Early in Pinckney's 37 years as sports editor of The Citizen newspaper in Auburn, NY, he was among a small group of men, others including Barney Hearn, Vincent Klein, and Dr. Thomas Stapleton, who led the effort to bring professional baseball back to Auburn. In 1958, the Auburn Yankees began a long period of New York-Penn League baseball in Auburn that has continued almost uninterrupted to the present day.
After serving in various leadership roles with Auburn Community Baseball, the parent organization of Auburn's New York-Penn League team, for roughly three decades, Pinckney served as president of the New York-Penn League from 1984 to 1993.
Honors and Awards
- The New York-Penn League named its Pinckney Division after Pinckney in 1993.

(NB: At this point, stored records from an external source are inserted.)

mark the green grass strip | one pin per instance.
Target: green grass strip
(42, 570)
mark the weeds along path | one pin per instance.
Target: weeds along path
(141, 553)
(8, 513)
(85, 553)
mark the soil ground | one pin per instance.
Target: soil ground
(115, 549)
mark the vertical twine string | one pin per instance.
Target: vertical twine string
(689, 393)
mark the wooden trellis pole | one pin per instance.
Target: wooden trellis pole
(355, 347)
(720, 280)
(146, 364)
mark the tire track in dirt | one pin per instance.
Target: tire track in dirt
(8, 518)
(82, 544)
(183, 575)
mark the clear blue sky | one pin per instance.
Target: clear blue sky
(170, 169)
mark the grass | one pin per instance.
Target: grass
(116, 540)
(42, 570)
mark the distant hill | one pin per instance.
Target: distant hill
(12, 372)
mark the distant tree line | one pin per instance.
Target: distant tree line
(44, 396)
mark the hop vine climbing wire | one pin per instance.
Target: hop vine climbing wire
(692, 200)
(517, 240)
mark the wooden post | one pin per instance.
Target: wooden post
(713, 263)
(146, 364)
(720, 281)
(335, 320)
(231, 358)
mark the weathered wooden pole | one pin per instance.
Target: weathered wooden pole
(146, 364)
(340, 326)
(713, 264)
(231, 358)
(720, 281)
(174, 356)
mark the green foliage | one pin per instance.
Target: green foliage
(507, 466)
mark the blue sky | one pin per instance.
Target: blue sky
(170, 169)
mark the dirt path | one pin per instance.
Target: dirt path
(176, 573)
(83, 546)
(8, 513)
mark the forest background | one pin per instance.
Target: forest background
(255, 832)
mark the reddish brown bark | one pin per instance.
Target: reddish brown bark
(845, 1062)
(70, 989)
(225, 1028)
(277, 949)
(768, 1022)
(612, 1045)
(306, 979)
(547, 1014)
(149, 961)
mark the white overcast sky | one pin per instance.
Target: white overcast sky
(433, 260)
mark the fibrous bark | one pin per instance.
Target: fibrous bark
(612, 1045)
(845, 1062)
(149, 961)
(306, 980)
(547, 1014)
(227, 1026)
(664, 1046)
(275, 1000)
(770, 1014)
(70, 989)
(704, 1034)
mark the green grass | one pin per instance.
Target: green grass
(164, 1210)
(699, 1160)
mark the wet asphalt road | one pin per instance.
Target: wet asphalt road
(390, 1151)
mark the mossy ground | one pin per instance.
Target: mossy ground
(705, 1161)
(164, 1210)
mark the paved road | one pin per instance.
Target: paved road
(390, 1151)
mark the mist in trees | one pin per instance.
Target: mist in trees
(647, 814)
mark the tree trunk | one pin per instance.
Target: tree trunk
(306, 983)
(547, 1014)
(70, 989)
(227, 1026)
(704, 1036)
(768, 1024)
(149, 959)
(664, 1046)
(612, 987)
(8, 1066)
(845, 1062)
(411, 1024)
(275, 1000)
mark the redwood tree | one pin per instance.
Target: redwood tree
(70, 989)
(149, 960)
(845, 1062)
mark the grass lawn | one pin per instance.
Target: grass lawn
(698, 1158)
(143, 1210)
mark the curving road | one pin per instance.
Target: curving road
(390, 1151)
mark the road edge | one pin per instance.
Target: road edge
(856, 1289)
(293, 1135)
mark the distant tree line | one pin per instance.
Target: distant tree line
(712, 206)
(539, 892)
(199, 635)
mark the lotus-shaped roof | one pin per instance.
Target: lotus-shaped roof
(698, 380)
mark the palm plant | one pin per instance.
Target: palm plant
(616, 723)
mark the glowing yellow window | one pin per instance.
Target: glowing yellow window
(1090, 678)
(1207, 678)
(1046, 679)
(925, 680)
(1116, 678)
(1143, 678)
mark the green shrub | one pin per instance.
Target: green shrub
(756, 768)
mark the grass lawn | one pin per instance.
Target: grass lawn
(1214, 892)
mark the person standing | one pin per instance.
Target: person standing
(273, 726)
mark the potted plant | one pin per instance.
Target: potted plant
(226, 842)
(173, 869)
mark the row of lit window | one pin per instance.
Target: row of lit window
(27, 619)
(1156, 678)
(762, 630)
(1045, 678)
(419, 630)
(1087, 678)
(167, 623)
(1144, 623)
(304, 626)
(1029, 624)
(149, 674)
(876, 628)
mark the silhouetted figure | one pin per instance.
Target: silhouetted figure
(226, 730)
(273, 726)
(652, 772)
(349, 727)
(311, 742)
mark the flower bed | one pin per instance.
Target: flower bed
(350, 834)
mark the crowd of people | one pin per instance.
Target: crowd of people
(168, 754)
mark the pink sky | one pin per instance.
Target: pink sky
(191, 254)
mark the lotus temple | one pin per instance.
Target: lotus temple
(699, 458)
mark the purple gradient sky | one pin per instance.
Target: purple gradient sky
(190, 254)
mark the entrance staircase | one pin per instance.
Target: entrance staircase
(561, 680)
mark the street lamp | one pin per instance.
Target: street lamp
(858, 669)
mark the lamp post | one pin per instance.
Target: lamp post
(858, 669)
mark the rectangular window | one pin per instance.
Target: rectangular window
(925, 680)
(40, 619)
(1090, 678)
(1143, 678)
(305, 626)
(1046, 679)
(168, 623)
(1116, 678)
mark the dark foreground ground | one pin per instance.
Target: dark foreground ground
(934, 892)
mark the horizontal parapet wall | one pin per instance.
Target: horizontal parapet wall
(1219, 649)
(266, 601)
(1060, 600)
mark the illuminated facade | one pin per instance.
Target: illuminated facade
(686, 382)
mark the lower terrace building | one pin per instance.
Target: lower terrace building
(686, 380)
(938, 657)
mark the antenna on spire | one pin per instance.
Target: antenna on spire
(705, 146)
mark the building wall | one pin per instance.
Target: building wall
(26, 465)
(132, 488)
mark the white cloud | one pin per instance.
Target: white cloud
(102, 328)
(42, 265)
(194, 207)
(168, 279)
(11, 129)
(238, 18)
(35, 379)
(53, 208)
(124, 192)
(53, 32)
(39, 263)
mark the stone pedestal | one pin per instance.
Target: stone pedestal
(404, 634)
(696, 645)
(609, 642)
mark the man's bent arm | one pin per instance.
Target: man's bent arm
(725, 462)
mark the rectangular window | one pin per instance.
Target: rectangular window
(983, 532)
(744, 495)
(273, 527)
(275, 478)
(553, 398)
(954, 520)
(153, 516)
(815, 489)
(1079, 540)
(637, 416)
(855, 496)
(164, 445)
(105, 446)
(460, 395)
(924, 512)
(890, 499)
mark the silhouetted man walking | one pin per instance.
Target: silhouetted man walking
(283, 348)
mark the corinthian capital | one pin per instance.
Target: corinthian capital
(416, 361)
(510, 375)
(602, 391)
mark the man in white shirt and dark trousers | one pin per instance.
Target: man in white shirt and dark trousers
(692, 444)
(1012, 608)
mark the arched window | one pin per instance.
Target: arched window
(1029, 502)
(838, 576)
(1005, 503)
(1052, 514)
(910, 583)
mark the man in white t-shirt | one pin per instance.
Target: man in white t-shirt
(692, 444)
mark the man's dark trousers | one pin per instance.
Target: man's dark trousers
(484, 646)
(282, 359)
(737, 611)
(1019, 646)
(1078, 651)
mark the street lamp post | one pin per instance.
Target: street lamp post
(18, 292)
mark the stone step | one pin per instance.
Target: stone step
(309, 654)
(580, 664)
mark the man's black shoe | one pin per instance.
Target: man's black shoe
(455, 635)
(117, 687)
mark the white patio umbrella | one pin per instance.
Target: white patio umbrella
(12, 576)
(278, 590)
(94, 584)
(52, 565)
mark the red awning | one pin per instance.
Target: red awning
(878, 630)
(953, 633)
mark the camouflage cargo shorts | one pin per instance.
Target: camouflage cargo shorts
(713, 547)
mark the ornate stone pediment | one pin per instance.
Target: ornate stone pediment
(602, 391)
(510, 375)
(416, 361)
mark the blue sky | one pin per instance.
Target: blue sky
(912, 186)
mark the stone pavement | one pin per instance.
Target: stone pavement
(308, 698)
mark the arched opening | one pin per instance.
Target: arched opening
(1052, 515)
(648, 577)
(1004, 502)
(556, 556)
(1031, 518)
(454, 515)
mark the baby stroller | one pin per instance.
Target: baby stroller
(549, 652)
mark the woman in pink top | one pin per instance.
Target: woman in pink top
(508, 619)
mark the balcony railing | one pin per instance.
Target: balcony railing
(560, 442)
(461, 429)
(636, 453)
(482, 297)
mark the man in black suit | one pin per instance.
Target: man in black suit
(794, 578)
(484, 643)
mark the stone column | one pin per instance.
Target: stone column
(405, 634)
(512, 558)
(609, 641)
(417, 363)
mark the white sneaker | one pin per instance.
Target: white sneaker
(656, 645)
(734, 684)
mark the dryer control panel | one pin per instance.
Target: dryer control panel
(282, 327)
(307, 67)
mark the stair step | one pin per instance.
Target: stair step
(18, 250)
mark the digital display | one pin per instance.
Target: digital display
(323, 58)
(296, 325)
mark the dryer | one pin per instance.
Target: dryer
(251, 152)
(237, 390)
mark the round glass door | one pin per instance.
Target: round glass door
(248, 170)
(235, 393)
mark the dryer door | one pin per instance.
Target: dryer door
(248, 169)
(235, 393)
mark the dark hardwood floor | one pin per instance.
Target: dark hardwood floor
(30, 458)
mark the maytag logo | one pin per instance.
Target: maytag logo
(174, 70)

- Along with 1996 Hall of Fame inductees Earl Weaver and Jim Bunning, Pinckney threw out the first pitch at the annual Hall of Fame Game in Cooperstown, NY. The Hall of Fame extended this honor to Pinckney because he had covered the game for 50 consecutive years, which is believed to be a record.
- Pinckney was crowned "King of Baseball" at the 1998 Baseball Winter Meetings in Nashville, TN.
- Leo Pinckney Field at Falcon Park, currently home to the Auburn Doubledays of the New York-Penn League, was named in his honor at the end of the 2004 season.